Этот вопрос не был для меня слишком неожиданным, ведь наша дружба с Салаи была крепкой и искренней. Трезвая оценка событий и их возможных последствий, равно как и продуманная программа действий, им изложенная, произвели на меня сильное впечатление.
— Да, безусловно! — радостно воскликнул я.
— Нам понадобятся связные. Можно ли рассчитывать на твоих бойскаутов? — поинтересовался Шандор.
— На всех без исключения! — заверил я его с гордостью за своих воспитанников.
Так я стал членом «Союза венгерских патриотов».
Думаю, что здесь следует уточнить некоторые факты.

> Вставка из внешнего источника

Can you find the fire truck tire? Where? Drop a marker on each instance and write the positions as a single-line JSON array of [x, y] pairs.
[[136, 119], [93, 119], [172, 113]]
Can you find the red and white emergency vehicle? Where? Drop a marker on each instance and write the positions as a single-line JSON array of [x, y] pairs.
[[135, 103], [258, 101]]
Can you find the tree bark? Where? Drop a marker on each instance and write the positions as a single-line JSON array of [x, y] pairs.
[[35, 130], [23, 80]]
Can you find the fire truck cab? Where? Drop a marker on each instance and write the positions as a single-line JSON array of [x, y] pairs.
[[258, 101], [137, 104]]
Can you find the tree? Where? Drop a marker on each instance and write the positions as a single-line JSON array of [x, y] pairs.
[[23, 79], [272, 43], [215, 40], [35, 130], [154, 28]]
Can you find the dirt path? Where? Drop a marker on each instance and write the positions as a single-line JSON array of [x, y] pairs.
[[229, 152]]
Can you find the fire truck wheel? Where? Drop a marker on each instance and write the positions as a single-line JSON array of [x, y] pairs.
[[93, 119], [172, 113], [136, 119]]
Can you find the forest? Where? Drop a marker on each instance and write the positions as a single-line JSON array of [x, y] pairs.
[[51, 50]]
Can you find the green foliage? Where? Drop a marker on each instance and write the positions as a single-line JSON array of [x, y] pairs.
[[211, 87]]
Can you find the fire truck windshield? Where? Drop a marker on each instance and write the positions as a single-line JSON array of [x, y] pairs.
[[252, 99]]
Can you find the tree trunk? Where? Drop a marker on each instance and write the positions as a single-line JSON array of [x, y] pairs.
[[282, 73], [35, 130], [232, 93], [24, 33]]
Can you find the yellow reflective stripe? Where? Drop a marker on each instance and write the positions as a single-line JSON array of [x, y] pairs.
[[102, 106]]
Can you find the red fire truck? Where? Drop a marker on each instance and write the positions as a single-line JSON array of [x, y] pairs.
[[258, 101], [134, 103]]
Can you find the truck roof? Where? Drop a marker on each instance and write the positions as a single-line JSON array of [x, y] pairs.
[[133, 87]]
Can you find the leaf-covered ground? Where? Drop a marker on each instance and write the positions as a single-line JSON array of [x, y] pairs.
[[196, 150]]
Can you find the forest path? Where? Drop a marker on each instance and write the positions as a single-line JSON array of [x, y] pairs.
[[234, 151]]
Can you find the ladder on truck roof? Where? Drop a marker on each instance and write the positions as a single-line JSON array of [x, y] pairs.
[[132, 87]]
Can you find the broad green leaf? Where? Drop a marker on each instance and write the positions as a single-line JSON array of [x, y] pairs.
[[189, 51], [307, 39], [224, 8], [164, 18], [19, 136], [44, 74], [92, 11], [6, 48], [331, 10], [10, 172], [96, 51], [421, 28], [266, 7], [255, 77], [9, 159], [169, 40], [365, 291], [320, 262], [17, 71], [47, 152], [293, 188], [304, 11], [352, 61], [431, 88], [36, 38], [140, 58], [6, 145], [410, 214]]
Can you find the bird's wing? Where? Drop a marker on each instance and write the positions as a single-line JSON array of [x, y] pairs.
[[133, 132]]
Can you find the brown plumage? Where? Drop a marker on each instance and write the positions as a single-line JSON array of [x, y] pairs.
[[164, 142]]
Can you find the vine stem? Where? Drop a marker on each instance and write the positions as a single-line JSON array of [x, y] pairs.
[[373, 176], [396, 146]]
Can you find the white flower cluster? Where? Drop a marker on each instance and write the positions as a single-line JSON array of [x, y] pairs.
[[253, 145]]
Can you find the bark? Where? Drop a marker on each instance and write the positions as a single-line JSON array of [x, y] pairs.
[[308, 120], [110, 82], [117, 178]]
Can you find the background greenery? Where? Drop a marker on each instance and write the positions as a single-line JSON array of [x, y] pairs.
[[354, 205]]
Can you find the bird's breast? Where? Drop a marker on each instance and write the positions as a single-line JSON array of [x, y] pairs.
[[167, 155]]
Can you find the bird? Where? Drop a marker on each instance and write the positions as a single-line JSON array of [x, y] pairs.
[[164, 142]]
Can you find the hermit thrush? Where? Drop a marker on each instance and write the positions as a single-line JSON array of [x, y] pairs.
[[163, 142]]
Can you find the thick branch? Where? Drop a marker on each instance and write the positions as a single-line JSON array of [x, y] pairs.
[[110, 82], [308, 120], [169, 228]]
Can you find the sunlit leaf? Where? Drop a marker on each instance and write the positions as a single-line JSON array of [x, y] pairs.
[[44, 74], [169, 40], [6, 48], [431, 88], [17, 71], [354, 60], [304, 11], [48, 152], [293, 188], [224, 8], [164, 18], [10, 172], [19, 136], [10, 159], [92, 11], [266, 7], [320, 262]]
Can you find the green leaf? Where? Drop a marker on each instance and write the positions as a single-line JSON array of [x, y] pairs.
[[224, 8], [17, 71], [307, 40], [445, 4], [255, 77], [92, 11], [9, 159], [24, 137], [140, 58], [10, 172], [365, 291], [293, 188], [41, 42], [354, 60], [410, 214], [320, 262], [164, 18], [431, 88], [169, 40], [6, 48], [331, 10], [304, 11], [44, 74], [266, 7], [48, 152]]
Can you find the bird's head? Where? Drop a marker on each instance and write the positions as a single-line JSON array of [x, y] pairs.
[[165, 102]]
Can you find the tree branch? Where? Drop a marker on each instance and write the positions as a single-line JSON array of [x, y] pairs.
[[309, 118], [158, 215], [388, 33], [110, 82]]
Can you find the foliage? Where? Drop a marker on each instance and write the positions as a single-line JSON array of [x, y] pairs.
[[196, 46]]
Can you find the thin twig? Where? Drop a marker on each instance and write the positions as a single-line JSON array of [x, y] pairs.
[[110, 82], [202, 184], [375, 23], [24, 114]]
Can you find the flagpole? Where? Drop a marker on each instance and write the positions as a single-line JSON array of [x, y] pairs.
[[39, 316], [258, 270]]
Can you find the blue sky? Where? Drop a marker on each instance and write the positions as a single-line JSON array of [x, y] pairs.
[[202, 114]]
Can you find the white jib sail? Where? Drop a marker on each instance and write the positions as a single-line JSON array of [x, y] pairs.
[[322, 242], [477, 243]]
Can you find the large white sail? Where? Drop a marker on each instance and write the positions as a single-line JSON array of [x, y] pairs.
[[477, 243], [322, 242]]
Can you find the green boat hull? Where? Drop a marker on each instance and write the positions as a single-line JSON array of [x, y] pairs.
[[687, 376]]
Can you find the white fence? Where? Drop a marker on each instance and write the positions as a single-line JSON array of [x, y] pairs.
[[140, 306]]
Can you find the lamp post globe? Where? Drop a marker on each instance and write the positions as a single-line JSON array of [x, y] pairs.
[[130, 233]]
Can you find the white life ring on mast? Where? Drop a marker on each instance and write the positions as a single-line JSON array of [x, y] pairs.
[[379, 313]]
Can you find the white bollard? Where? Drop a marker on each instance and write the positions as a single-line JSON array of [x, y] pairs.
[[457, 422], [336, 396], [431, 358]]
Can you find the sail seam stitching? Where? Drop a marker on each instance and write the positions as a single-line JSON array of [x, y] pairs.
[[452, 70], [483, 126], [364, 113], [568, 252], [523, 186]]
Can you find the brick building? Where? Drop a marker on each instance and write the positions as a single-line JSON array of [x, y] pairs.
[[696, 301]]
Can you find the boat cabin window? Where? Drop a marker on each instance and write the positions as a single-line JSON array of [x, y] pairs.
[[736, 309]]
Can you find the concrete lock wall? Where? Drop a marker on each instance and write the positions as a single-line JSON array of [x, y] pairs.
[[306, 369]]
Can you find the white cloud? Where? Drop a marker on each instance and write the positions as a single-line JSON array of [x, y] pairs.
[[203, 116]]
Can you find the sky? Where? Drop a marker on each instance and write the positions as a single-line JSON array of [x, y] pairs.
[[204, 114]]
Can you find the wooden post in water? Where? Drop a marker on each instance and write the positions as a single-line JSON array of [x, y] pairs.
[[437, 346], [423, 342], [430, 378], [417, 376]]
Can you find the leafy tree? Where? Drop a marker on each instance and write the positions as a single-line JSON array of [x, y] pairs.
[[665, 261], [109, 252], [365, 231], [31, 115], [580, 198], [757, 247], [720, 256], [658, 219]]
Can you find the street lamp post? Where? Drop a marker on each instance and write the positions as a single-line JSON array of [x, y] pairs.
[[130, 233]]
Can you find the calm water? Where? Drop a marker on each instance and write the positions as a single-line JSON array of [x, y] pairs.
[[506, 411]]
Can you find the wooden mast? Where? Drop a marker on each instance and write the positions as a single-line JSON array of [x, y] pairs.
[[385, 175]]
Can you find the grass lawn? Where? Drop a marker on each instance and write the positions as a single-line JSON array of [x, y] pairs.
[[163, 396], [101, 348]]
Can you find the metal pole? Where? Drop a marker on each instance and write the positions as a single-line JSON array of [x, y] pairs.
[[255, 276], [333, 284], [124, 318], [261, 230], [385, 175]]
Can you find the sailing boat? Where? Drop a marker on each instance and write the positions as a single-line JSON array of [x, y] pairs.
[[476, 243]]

Роль «Союза венгерских патриотов» до сих пор еще как следует не изучена и не освещена в печати. Союз, резиденция которого находилась в кафе «Симплон» на углу проспекта Йожефа и улицы Непсинхоз, был создан тремя людьми — типографом Шандором Салаи, секретарем стрелкового спортивного общества Миклошем Бенке и Ференцем Мадьяри — с совершенно определенной задачей, а именно — для борьбы против оккупационных сил третьего рейха всеми возможными средствами, главным образом, путем организации вооруженных акций. Некоторое время спустя в руководство вошел доцент Андраш Акоцош, в свое время осужденный военным трибуналом за революционную деятельность в дни Венгерской советской республики 1919 года и отбывший срок наказания в каторжной тюрьме, в крепости Вац. Он, в свою очередь, вовлек в союз Йожефа Дудаша, который позже стал ренегатом и предателем, а в дни контрреволюционного мятежа 1956 года проявил себя в качестве одного из кровавых палачей-террористов, главаря контрреволюционной банды в Будапеште. Благодаря усилиям Шандора Салаи в союз вошли также такие видные деятели, как Деже Полгар, секретарь профсоюза шоферов, и доктор Эрне Петер, вице-президент венгерского кредитного товарищества.